Experiments with my current sourdough culture. Trying to find that sweet spot between flavour and effort.
I have screwed around with sourdough for years but always fall out of it because it’s a pain n the ass to maintain and cook.
So this time, I’m determined to make sourdough bend to my schedule, rather than rearrange my life around feeding the beast.
Recipe overview:
- Wallaby bakers flour (Australian brand).
- 72% hydration
- 10% starter
- 1.7% salt
Method:
- “no knead” (stretch’s and fold - ~20 minute intervals for ~2.5 hours)
- +4hr bulk ferment at 22°C
- +30hr (refrigerated) final rise in banneton.
Bake:
- Heavy bottom stainless pan (on parchment)
- Baked at 240°C-220°C (40 minutes total)
- 20 minutes @240°C covered by steel bowl
- Uncovered and baked for 10 minutes.
- Removed from pan (directly onto oven wire rack)
- Turned down to 220°C for 10 minutes
Rested:
- oven off, door cracked open and left to cool for an hour
- served after a 12 hour rest.
Review: Not bad. Great oven spring.

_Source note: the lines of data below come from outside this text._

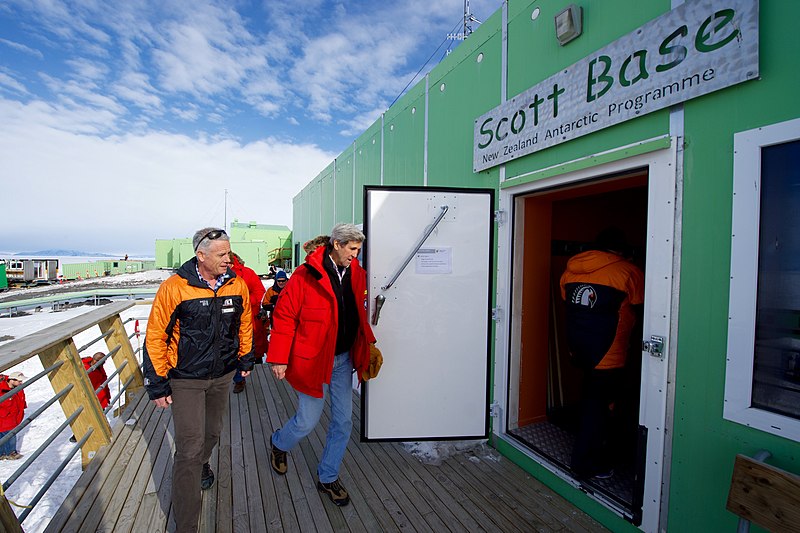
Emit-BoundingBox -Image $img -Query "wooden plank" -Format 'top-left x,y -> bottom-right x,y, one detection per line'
234,380 -> 267,531
258,366 -> 300,532
279,378 -> 397,531
111,408 -> 169,533
273,370 -> 327,531
39,338 -> 112,468
214,390 -> 233,533
727,455 -> 800,533
81,390 -> 169,531
97,315 -> 146,403
0,301 -> 136,372
45,392 -> 152,533
247,365 -> 283,531
450,446 -> 562,532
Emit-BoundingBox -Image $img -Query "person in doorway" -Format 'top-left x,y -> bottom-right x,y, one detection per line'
231,252 -> 268,394
0,372 -> 28,461
267,224 -> 377,506
561,228 -> 644,479
144,228 -> 253,533
261,270 -> 289,328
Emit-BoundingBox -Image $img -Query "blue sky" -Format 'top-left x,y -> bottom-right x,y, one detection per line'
0,0 -> 502,255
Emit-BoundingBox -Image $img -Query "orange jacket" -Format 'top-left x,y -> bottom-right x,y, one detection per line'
561,250 -> 644,370
144,258 -> 253,399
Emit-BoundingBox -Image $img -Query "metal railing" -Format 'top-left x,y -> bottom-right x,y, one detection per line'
0,301 -> 150,532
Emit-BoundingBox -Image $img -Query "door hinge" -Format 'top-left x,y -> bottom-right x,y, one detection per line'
642,335 -> 664,359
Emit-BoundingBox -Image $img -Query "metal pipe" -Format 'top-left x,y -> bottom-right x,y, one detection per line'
381,205 -> 449,291
0,383 -> 75,446
78,328 -> 117,353
19,428 -> 94,524
3,405 -> 84,490
103,376 -> 133,413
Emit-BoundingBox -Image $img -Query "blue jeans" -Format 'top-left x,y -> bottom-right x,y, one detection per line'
272,352 -> 353,483
0,428 -> 17,455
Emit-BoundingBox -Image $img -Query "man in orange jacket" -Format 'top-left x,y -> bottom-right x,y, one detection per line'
267,224 -> 375,506
561,228 -> 644,479
144,228 -> 253,533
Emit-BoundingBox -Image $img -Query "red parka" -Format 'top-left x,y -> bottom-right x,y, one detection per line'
81,357 -> 111,409
231,257 -> 269,362
267,246 -> 375,398
0,376 -> 28,431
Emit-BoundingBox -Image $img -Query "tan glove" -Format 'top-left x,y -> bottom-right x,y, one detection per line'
361,344 -> 383,381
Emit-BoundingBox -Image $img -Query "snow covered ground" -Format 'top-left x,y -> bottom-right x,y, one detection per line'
0,271 -> 153,533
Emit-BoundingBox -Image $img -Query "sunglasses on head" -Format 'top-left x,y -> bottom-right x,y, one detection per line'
194,229 -> 227,252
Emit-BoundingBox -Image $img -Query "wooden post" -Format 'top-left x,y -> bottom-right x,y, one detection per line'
0,495 -> 22,533
39,338 -> 111,468
97,315 -> 144,411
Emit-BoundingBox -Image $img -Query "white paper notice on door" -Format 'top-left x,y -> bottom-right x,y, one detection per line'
415,246 -> 453,274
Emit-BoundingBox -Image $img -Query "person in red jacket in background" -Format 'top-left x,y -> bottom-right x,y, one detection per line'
231,252 -> 269,394
81,352 -> 111,409
0,372 -> 28,460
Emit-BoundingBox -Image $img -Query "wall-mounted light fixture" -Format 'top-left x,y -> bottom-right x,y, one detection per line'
555,4 -> 583,46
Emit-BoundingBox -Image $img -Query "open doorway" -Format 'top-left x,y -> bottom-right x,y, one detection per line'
507,168 -> 648,521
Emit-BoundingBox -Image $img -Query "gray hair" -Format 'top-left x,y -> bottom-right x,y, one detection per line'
192,226 -> 230,253
331,223 -> 366,244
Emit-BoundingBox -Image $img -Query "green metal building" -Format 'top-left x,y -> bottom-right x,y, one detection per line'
156,220 -> 292,275
293,0 -> 800,532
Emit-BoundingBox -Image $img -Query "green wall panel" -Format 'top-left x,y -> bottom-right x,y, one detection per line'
670,1 -> 800,531
353,119 -> 382,224
333,151 -> 354,224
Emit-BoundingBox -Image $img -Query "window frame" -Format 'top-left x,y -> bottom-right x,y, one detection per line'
723,119 -> 800,442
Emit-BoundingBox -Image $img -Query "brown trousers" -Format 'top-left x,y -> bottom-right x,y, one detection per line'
170,372 -> 233,533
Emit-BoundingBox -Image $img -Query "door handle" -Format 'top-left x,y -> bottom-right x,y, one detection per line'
372,294 -> 386,326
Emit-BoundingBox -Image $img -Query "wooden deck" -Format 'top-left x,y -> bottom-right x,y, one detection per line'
47,366 -> 606,533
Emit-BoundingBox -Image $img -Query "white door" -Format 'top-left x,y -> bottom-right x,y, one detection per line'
361,187 -> 494,440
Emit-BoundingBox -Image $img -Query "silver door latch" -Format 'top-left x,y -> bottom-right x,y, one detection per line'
642,335 -> 664,359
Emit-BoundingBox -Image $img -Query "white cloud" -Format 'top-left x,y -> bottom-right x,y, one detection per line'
0,39 -> 44,59
0,94 -> 335,253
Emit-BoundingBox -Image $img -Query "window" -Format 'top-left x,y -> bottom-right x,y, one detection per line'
724,119 -> 800,441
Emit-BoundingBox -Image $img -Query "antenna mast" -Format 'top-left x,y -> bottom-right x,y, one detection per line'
447,0 -> 481,48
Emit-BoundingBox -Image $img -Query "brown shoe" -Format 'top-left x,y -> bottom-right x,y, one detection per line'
270,444 -> 289,476
317,479 -> 350,507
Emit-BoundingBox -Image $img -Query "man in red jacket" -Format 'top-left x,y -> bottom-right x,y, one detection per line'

Could have better acidity. Crispy crust but a bit too much “chew”. Nice, medium density, open crumb. Extremely low sugar (great for extra crispy toast with Vegemite and grilled cheese).
Looks great! Do you use the PH meter to also determine when the cold ferment is done? Is it worth getting a meter?
Thanks. It was a tasty loaf. Just needed a bit more acidity.
I wouldn’t bother with a pH meter. Was just using it in a few batches to get a better understanding of what was happening.
I wouldn’t use it after the cold ferment. I go from bulk ferment, to shape, to cold and then when that’s done, straight to the oven.